Why HCI and Software-Defined Everything will be a Channel Imperative in 2017

A fundamental change is taking place in today’s digital business: the nature and application of data center technology is evolving, with far-reaching implications for companies of every shape and size.

December 15, 2016

4 Min Read
Why HCI and SoftwareDefined Everything will be a Channel Imperative in 2017
Why HCI and Software-Defined Everything will be a Channel Imperative in 2017

By Pino Vallejo

A fundamental change is taking place in today’s digital business: the nature and application of data center technology is evolving, with far-reaching implications for companies of every shape and size. This paradigm shift is underway across the entire IT industry, driven by the demands of an increasingly competitive business environment and profound changes at the architectural level which touches everything, from edge to core.

Channel partners are beginning to discover that traditional computing and storage platforms are not equipped to keep pace with global business, nor are they able to handle the challenges of the massive growth of data and demand for always-available instant access. As more CIOs and IT decision makers look to reduce infrastructure costs while increasing efficiency and agility, the move toward software-defined technologies in 2017 will mark the beginning of the journey as channel partners help their clients evolve IT.

2017 will be the Year of Hyperconverged
Hyperconverged infrastructure (HCI) is a key stepping stone to actualizing the software-defined data center (SDDC). HCI is the powerful, emergent technology that combines compute, storage, and storage networking on standard x86 hardware, effectively reducing or eliminating the need for traditional discrete IT components. Most HCI platforms feature automated deployment and orchestration features, pooled IT resources, single-pane-of-glass management, out-of-the-box flexibility, holistic scalability and predictive monitoring and analytics of an entire shared infrastructure. And it’s gaining significant traction and adoption in both mid-market companies as well as large enterprises. Gartner predicts that HCI will represent more than 35 percent of total integrated system market revenue in just three years, building towards 67 percent of a $35 billion market in 2021. So how does this fundamental change positively impact the channel?

HCI Requires a Smart, Solutions-Oriented Channel
To enable this kind of transformation in 2017, a smarter convergence of technologies is required. Customers need a solution suite that allows them to add storage and compute as independent building blocks, works with multiple external compute platforms and storage arrays, and embraces a move toward a software-only strategy. This convergence presents an opportunity for a smart channel – a channel in which networking, compute, and storage skill translates into lengthy, profitable service opportunities. By providing a one-stop shop for hardware, software and services solutions, the channel can serve as a true strategic partner in helping clients navigate this hyper-growth market.
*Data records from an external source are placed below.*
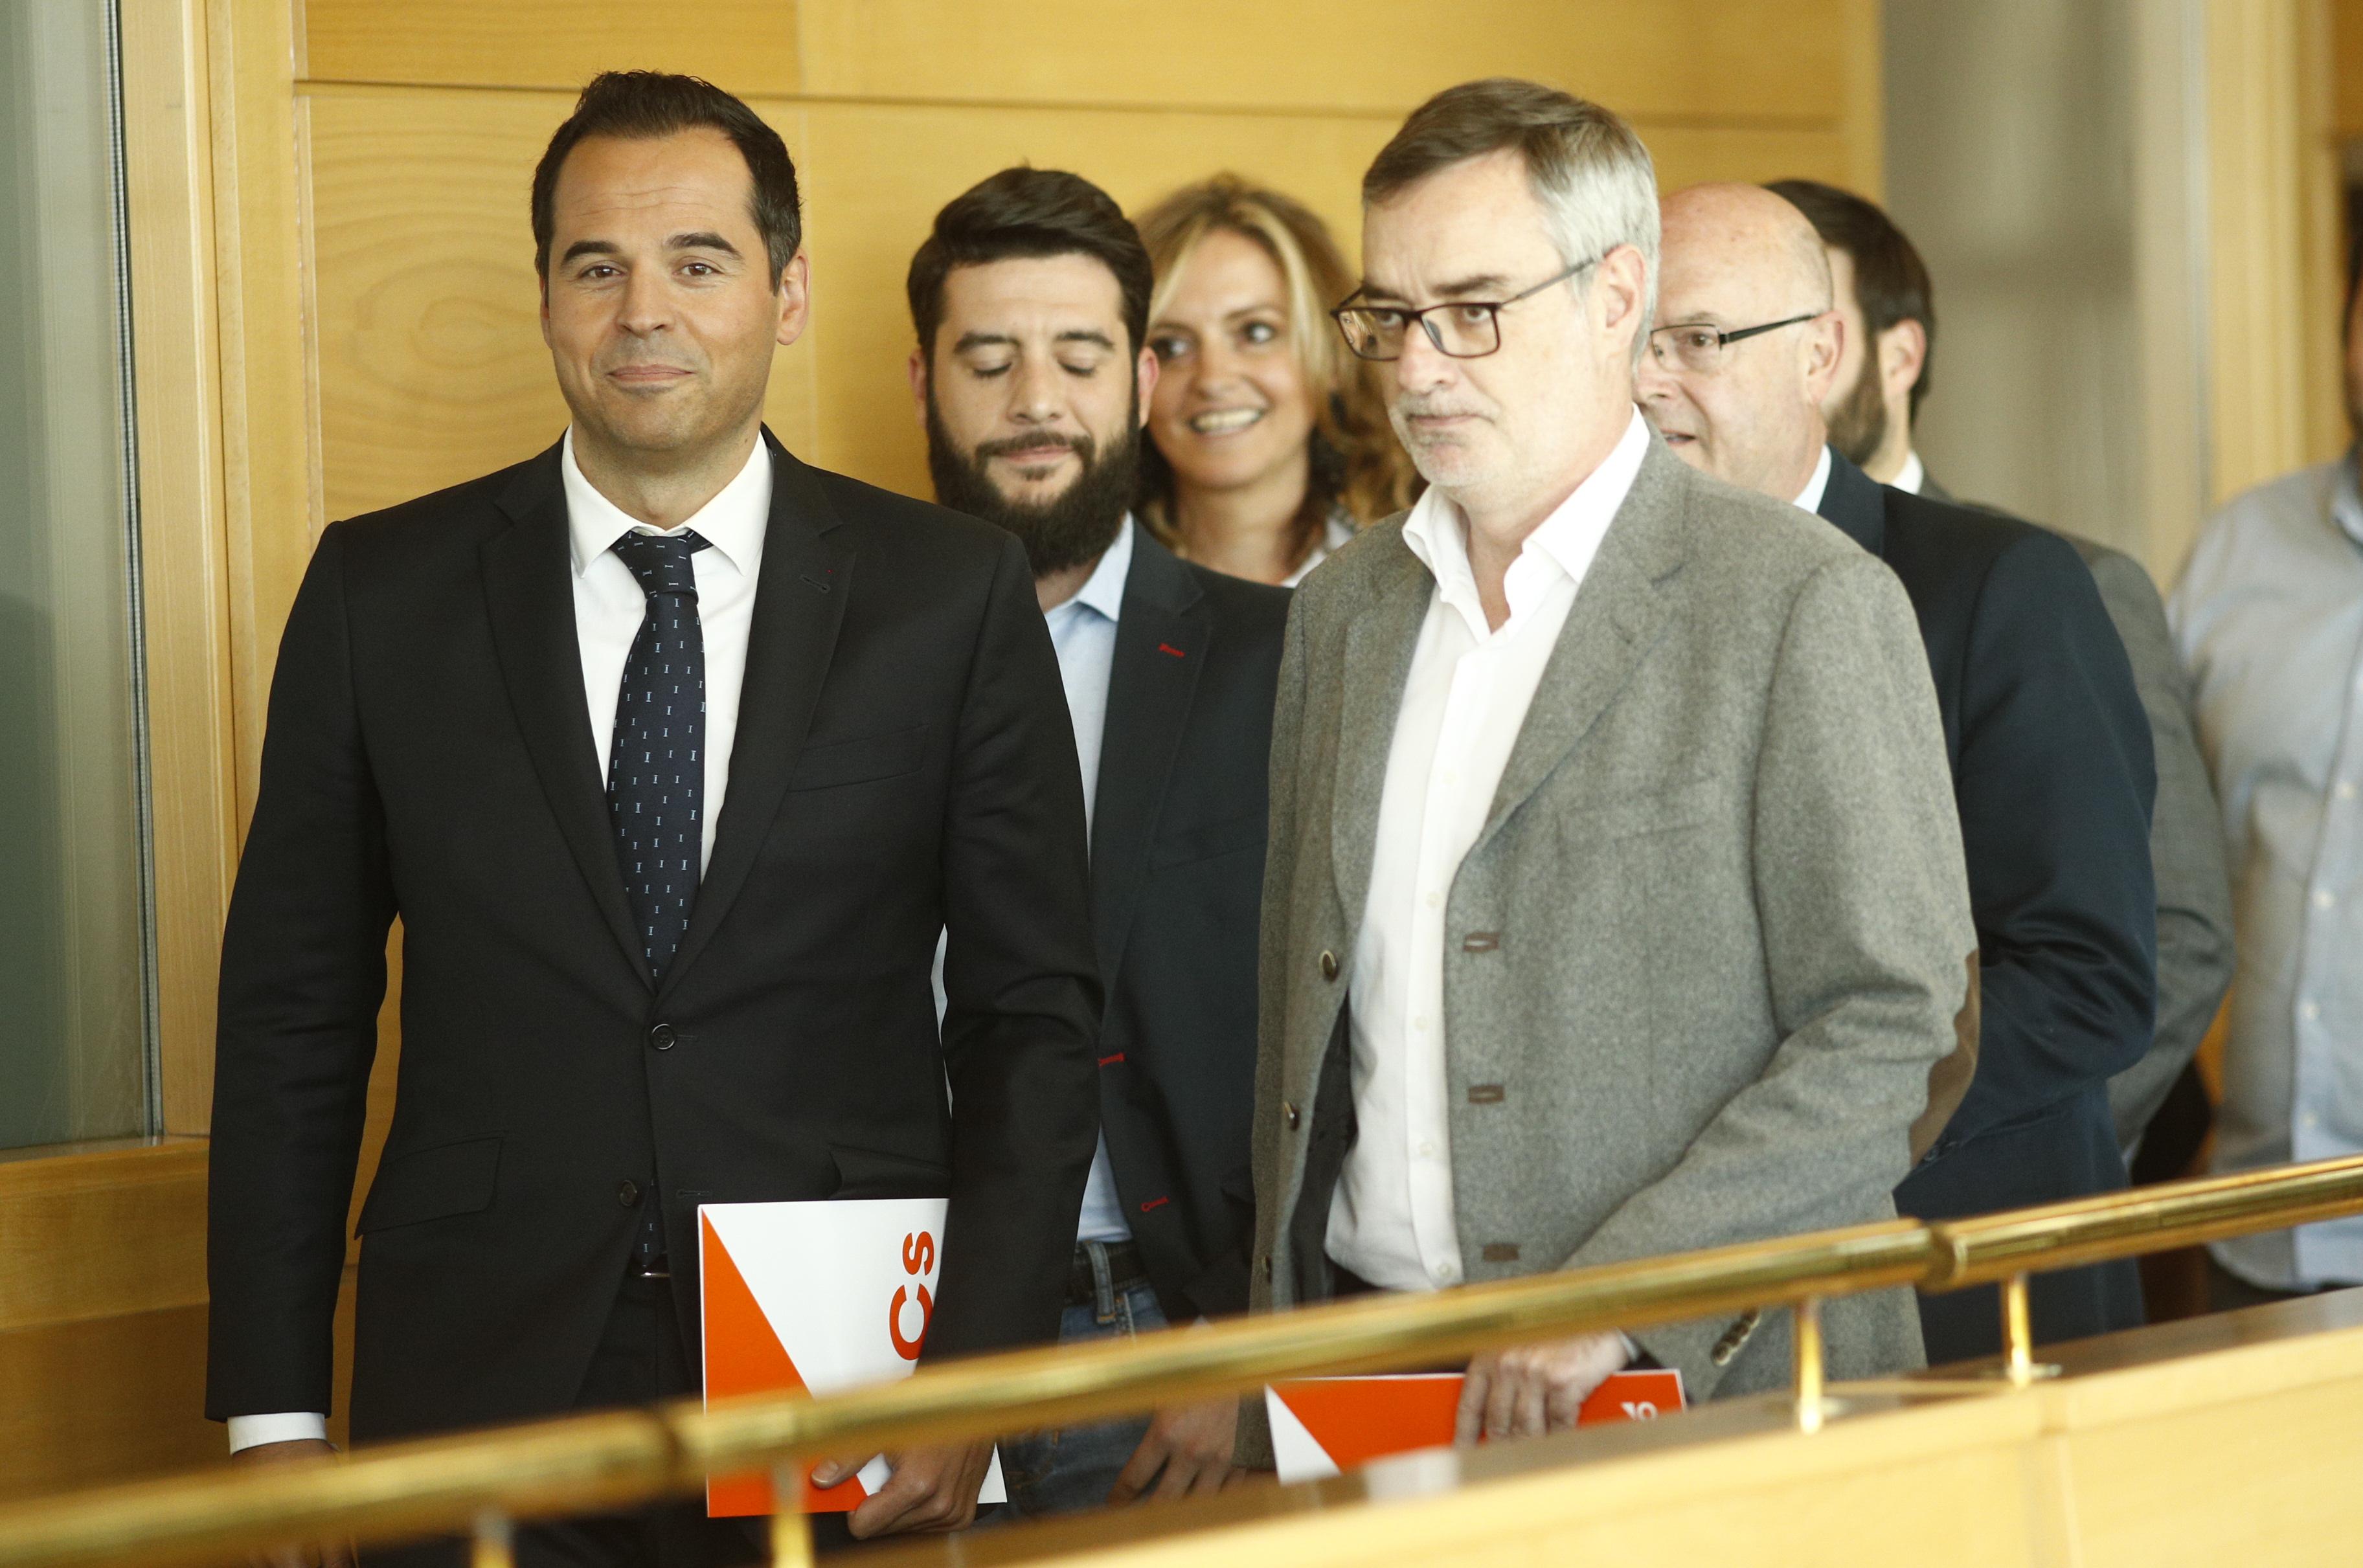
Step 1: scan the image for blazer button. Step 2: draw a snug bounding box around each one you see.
[648,1023,677,1051]
[1318,950,1339,981]
[1284,1101,1302,1130]
[616,1180,641,1208]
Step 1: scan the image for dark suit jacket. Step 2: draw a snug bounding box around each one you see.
[1919,472,2234,1156]
[206,431,1102,1442]
[1089,532,1289,1322]
[1816,451,2156,1360]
HCI and SDDC is the Path to the Software-Defined Enterprise
A truly dynamic infrastructure must keep pace with the growing amount of data the Internet of Things is generating and resource-intensive applications that IT is expected to manage. It must also scale sensibly, over time, in order to support an effective strategy for replacing aging, overly complex data center and legacy storage technologies. With such a solution in place, moving towards a more software-defined enterprise becomes less of a risk and more of a viable avenue for bolstering effective business processes. Dynamic hyperconvergence is the next step in the evolution of software-defined everything with solutions that will provide continuous application delivery and economic models that can be optimized on the fly according to the changing needs of your customers. 2017 will bring further maturity of HCI with more vendor-agnostic features, increased automation of manual processes, and more IT organizations opening up to the possibility of software-defined everything.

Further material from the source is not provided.